De la Mare raises questions as to the validity of personal (and religious) faith in the face of logic and reason, and part of the narrative’s horror for the reader derives from the supernatural impossibilities of Lawford’s metamorphosis, as something very much against nature. Moreover, The Return illustrates the notion that body and mind are nondualistic, that they are in fact separate, and that the individual is at all times inherently a stranger to him/herself.
Beyond supernatural horror, The Return is also a painfully human tale about the disintegration of love between a husband and wife, and the psychologically destructive effects of domestic trauma. While Lawford, at first, fears the loss of his family’s love due to his physical change (his wife believes that he is an impostor), his self-imposed retreat from her, and the acceptance he finds from another woman, makes it clear that the emotional horror underpinning this story is the unfathomable power of love and the tragedy that ensues when love between two people fades. Indeed, Lawford’s internalized self-loathing, manifested in the story as a literal transformation into another person, is echoed somewhat in de la Mare’s own personal history; for after his wife became an invalid from Parkinson’s disease, de la Mare himself was cared for by a sick-nurse, whom he in turn loved deeply.
Ian Kinane
See also: de la Mare, Walter; Irving, Washington; “The Listeners”; “Out of the Deep”; Poe, Edgar Allan; Psychological Horror; The Strange Case of Dr. Jekyll and Mr.
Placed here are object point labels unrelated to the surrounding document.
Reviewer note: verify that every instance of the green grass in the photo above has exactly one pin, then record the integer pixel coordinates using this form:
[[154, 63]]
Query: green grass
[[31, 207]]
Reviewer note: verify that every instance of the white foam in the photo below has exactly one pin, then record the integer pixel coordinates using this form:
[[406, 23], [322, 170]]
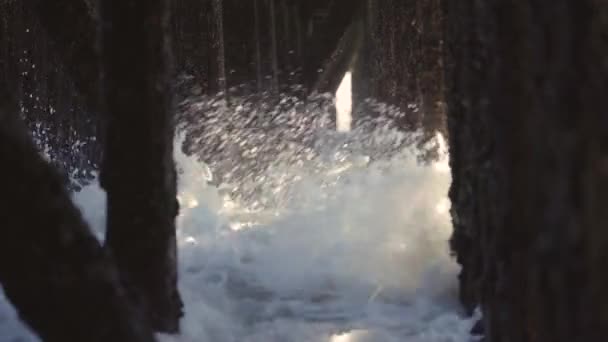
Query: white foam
[[355, 252]]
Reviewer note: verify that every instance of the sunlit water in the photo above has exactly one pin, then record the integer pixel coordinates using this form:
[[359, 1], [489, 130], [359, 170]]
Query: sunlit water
[[349, 246]]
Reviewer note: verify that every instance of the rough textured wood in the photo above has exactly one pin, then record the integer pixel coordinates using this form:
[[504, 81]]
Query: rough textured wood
[[138, 170], [400, 62], [52, 268], [528, 123]]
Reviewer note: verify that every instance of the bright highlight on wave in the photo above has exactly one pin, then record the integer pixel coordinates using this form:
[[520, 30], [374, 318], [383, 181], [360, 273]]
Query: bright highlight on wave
[[332, 237]]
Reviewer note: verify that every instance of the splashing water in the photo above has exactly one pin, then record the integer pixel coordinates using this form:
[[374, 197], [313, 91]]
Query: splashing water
[[350, 244]]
Hyde.
Further Reading
Clute, John. 1985. “Walter de la Mare.” In Supernatural Fiction Writers: Fantasy and Horror Vol. 1, edited by E. F. Bleiler, 497–504. New York: Scribner Sons.
de la Mare, Walter. [1910] 2012. The Return. London: John Murray.
Lovecraft, H. P. [1927] 2012.
The Annotated Supernatural Horror in Literature. Edited by S. T. Joshi. New York: Hippocampus Press.
McCrosson, Doris Ross. 1966. Walter de la Mare. New York: Twayne.
RICE, ANNE (1941–)
Anne Rice is a leading American horror and Gothic writer who made her mark with her debut novel Interview with the Vampire (1976). She was born to a New Orleans Catholic family, and her work as a writer has been indelibly influenced by these surroundings and religious upbringing, as well as her years living with her poet-husband Stan Rice in Haight-Ashbury and the Castro district in San Francisco, before settling once again in New Orleans. San Francisco and New Orleans are the home of many of her most iconic characters, offering an ideal backdrop for many of her literary explorations of religious belief, Catholic doctrine, sensuality, sexuality, morality, mortality, and the nature of good and evil. These themes and atmospheres underpin her writing. Since the success of her first novel, her writing career has been diverse, following Interview with the Vampire with historical period dramas such as Feast of All Saints (1978) and Cry to Heaven (1982), alongside two series of erotic novels written under the pseudonyms Anne Rampling (Exit to Eden, 1985; Belinda, 1986) and A. N. Roquelaure (The Sleeping Beauty Series, 1983–1985/2015). In the 2000s, in a period in which she reembraced her religious upbringing, she turned to Christian fiction, telling stories about Jesus Christ (The Life of Christ series, 2005/2008) and angels (Songs of the Seraphim series, 2009/2010). While these genres of literature appear on the surface to be contrasting, they share a preoccupation with negotiating identity—of the author as well as her characters.